Brands physically engage with consumers in a virtually distanced world.

ActToo - Image

This story was originally published in the 2022 Spring issue of strategy magazine.

By Wendy Kan

With pandemic-induced mandates requiring everyone to stay at home, some of this year’s AToMiC-winning brands centred their marketing tactics around online communities and also reimagined how they engage with consumers in physical spaces.

Take “ActToo,” for example – a database that was developed to help resurrect momentum for MeToo during a time when non-profits struggled to generate attention for their cause.

While the MeToo movement lit up on social in 2017 and set the stage for everyone to join the fight, its pace eventually slowed and a key question emerged: how do you convert a movement about eliminating a behaviour into one that drives people to act on an ongoing basis?

With the help of agency FCB/Six, MeToo developed the first recommendation engine for activism to end sexual violence. The team first built a database filled with common ways organizations ask for help, such as volunteering or donating. The natural language- processing engine then identified and extracted the metadata from these actions. This was followed by a scrubbing process that involved combing search, social, and e-commerce to find more acts, which unearthed tips such as reading a memoir or shutting down rape jokes.

Finally, all of the actions were tagged by topic, interest and involvement type to help fuel recommendations. The decentralized, peer-to-peer nature of blockchain allowed the storage of every action to become part of a permanent digital record.

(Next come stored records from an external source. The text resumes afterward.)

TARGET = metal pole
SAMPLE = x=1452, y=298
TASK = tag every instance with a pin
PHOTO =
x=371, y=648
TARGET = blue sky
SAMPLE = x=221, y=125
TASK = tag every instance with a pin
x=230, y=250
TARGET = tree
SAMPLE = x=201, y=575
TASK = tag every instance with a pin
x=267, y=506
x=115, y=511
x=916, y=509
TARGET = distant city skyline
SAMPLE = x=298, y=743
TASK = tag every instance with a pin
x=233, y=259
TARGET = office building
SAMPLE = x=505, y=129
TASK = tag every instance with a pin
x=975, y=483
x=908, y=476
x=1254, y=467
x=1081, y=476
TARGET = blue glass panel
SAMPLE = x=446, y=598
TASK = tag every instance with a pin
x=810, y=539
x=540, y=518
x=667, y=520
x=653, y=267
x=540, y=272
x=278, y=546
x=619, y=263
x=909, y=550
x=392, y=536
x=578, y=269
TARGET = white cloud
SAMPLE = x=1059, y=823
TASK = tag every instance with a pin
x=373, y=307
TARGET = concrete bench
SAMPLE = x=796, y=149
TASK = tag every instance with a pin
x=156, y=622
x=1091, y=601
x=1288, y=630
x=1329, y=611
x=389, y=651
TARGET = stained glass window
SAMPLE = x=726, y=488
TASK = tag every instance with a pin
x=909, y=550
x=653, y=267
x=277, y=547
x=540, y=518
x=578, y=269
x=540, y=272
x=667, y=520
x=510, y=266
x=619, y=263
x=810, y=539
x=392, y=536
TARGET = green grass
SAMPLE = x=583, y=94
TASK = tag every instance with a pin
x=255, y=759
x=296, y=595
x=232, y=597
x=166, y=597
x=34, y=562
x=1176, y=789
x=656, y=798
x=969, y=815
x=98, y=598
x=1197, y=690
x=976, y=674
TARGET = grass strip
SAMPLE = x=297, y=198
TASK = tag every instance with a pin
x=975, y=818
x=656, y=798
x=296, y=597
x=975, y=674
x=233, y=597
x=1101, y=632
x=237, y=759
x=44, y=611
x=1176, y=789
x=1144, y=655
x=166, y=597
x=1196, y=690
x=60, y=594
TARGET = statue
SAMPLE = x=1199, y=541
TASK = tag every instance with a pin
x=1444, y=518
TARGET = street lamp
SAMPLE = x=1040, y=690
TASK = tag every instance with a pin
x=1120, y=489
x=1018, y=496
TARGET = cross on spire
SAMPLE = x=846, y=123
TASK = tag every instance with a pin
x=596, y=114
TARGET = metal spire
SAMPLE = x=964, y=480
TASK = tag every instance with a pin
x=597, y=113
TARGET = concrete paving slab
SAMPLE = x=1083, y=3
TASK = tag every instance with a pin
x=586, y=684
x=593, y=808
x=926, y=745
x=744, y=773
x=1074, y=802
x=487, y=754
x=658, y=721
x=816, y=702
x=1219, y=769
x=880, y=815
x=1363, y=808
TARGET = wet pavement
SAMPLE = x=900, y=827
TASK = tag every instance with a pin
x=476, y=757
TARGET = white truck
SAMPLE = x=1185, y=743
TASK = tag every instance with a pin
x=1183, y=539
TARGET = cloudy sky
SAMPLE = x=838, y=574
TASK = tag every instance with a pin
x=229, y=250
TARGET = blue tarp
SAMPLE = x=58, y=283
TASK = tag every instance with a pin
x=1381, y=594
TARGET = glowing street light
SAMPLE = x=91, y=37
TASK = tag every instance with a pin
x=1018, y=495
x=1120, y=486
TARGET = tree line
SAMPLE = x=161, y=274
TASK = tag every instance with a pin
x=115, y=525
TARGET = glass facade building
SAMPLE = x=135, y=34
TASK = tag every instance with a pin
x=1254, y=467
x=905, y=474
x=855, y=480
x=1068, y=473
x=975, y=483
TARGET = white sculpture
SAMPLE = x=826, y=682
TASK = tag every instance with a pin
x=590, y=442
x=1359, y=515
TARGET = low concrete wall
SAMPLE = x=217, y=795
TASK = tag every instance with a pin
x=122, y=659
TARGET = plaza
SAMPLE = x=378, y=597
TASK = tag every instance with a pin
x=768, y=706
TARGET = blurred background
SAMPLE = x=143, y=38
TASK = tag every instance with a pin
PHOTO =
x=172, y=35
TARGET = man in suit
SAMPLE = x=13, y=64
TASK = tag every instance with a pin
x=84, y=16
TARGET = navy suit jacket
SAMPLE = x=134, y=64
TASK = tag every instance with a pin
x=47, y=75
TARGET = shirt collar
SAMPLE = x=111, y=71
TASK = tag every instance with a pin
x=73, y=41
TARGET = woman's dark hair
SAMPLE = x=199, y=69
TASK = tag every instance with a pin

ActToo launched on the third anniversary of the viral #MeToo hashtag. It garnered global press and conversation, generating 1.6 billion impressions, and reaching 71 countries in the first 48 hours. The work received praise from politicians, celebrities and global leaders.

At the time of its AToMiC award submission – which led it to win a Gold in Digital Engagement and a Silver in Diversity – ActToo had recorded more than 54,168 actions to the blockchain. The platform is immortalizing thousands of acts used in the fight to end sexual violence, while also creating a celebratory measure of progress. Naming Rights

Continuing to drive momentum and consumer participation during the last two years was also a challenge for sponsors of live sporting events. How does a brand replicate the excitement of a crowded arena when fans are watching the game at home with friends, family, or even alone?

As the Official Pizza of the NHL for the 2020/21 season, Little Caesars shifted its marketing strategy beyond the expected rink board. With the pizza chain already experiencing its highest sales on Friday and Saturday evenings, it looked to ramp up purchases on Wednesdays with the “Pizza Night Hockey” program. The idea was to give hockey and pizza fans a different day of the week to look forward to, while also boosting delivery sales.

Naming rights to a hockey arena are worth millions. Little Caesars decided to have fun with the concept on a much smaller scale, applying it to people’s homes. Working with No Fixed Address, the company’s “Naming Rights” campaign invited consumers to sell the rights to their living room, basement, or wherever they enjoyed the game, by signing a not-legally-binding digital contract. Once signed, Canadians gained access to exclusive deals for every Pizza Night Hockey of the season.

On social media, the brand gave fans the opportunity to “renegotiate” their contracts. Real-time digital auctions allowed fans to name their price – in pizza – for their commitment to place Little Caesars branding in their home. Live negotiations saw fans offer up the naming rights to their dogs and even their kids. Every box sold came with a “seat number” and a unique registration code, which could used to win prizes, with winners announced during a hockey broadcast.

Little Caesars saw a 21% increase in Wednesday store traffic, a 15% increase in sales, and a 10% increase in delivery. And, as the ultimate compliment, the Little Caesars U.S. team adapted the successful Canadian campaign (with its two AToMiC Golds in Engagement and Brand Integration) for their own market.